Impact of DSS Induced Intestinal Barrier Dysfunction on Parkinsons Disease Progression in a Mouse Model of Parkinsons Disease

Parkinsons Disease (PD) is the second most common neurodegenerative disease associated with aging in which patients suffer from neuroinflammation and substantia nigra dopaminergic cell loss. An estimated 99.7% of PD patients also exhibit non motor symptoms such as gastrointestinal (GI) dysfunction, olfactory dysfunction, depression, and sleep disorders which precede motor symptoms by years. PD patients also display a dysregulated microbiome and an increase in intestinal and blood brain barrier permeability. From this perspective, the early appearance of GI dysfunction in PD might support a role of leaky gut and gut derived toxin exposure in the pathogenesis of PD. Similarly, the role of intestinal permeability and the release of endotoxins, such as lipopolysaccharide (LPS) and their contribution to neuroinflammation is still uncertain.
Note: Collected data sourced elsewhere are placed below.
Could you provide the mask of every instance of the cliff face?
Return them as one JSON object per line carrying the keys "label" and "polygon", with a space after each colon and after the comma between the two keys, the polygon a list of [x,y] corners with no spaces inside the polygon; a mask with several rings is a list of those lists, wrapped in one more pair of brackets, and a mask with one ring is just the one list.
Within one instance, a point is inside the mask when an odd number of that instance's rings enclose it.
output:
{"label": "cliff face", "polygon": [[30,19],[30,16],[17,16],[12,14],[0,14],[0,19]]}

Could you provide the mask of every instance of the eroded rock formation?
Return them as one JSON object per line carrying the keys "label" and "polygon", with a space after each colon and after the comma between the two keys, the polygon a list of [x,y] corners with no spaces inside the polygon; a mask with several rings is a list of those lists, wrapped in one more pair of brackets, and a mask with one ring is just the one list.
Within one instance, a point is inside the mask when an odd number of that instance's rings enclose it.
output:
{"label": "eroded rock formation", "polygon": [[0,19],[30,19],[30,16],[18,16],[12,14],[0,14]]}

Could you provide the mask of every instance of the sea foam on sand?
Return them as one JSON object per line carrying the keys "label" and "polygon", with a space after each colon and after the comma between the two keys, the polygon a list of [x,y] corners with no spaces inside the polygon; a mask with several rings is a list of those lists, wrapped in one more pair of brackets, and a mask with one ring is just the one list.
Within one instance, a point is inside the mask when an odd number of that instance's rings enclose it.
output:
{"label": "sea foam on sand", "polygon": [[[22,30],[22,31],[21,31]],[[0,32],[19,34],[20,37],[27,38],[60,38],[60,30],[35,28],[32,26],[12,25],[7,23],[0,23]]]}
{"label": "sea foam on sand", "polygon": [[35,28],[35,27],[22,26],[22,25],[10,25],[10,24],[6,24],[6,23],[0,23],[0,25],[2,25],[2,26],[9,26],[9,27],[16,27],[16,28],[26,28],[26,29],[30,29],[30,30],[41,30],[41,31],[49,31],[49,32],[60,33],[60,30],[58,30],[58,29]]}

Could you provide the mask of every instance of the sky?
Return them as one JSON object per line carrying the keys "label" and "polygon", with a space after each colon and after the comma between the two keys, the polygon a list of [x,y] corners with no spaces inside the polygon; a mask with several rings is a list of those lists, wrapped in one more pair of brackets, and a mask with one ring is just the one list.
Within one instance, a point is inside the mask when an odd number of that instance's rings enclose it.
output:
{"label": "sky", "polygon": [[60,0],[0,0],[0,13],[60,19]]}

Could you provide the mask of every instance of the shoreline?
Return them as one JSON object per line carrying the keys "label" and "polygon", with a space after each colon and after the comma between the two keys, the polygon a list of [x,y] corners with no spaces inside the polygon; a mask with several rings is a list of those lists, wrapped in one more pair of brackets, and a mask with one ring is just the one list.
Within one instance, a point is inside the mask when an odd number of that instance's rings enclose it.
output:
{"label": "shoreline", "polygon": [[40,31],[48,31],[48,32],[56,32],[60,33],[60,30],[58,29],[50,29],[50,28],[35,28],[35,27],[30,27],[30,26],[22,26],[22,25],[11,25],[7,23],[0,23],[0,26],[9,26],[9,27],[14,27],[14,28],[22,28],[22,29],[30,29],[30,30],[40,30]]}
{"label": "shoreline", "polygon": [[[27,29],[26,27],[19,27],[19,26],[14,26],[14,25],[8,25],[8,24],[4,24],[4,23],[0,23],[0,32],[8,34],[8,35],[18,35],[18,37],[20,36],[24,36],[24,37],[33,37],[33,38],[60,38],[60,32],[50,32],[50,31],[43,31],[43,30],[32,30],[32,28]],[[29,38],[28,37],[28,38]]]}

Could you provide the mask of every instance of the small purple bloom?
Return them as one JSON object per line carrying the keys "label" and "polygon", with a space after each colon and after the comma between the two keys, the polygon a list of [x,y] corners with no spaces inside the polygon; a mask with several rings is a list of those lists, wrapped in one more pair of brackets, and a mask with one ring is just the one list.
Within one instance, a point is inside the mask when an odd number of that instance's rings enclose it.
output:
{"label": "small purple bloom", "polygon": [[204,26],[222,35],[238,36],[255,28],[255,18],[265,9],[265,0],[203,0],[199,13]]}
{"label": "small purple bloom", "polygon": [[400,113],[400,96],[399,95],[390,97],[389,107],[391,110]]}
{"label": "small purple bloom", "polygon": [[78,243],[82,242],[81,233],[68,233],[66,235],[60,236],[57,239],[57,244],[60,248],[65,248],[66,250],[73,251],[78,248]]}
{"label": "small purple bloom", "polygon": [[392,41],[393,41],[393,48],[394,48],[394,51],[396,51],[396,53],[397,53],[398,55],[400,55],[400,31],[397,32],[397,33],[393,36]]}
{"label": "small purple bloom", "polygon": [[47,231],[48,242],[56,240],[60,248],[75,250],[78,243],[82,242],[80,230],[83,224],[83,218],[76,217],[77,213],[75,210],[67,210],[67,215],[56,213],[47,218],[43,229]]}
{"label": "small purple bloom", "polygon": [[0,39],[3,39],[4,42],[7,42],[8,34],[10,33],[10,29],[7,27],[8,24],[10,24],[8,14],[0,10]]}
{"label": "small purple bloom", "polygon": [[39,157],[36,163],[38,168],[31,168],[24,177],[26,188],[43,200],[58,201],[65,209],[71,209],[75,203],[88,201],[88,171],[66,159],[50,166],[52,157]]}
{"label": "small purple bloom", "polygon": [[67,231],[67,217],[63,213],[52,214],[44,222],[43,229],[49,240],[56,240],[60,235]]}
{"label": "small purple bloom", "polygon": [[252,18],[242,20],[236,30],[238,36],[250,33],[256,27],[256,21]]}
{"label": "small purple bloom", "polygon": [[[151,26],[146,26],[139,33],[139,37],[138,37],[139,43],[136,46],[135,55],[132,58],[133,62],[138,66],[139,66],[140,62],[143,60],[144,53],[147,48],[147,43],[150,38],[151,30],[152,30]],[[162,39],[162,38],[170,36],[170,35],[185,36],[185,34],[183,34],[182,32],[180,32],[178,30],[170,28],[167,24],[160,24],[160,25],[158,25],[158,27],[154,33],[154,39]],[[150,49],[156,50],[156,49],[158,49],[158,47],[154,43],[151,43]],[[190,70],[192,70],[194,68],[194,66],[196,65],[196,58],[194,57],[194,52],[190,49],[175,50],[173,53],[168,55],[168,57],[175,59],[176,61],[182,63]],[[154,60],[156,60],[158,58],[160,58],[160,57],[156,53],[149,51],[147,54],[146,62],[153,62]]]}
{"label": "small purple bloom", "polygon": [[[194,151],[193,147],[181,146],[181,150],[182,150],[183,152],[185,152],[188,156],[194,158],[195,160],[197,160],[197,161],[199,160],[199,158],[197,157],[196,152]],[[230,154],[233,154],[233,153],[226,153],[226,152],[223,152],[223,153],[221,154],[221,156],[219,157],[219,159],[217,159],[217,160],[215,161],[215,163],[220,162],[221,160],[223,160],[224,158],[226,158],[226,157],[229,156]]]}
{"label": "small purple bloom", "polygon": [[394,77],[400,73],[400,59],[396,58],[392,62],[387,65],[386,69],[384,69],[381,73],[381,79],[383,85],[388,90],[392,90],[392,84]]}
The objective of this project was to observe if leaky gut derived microbial products, especially LPS, would promote or worsen PD like pathology and behavior in alpha synuclein overexpressing (ASO) PD mouse model. We used dextran sulfate sodium (DSS) to drive gut leakiness in the Thy1 ASO genetic mouse model to study whether exposure to gut derived products promotes/worsens neuroinflammation, and PD like pathology and behavior. The outcome measures of the project include intestinal permeability and behavioral testing, western blot analysis, ELISA for inflammation markers and cytokines, brain microglia immunostaining, and 16s rRNA gene amplicon sequencing for microbiota. Data from these studies will result in a new understanding of potential mechanisms of microglial activation through gut derived microbial products resulting from increased intestinal permeability.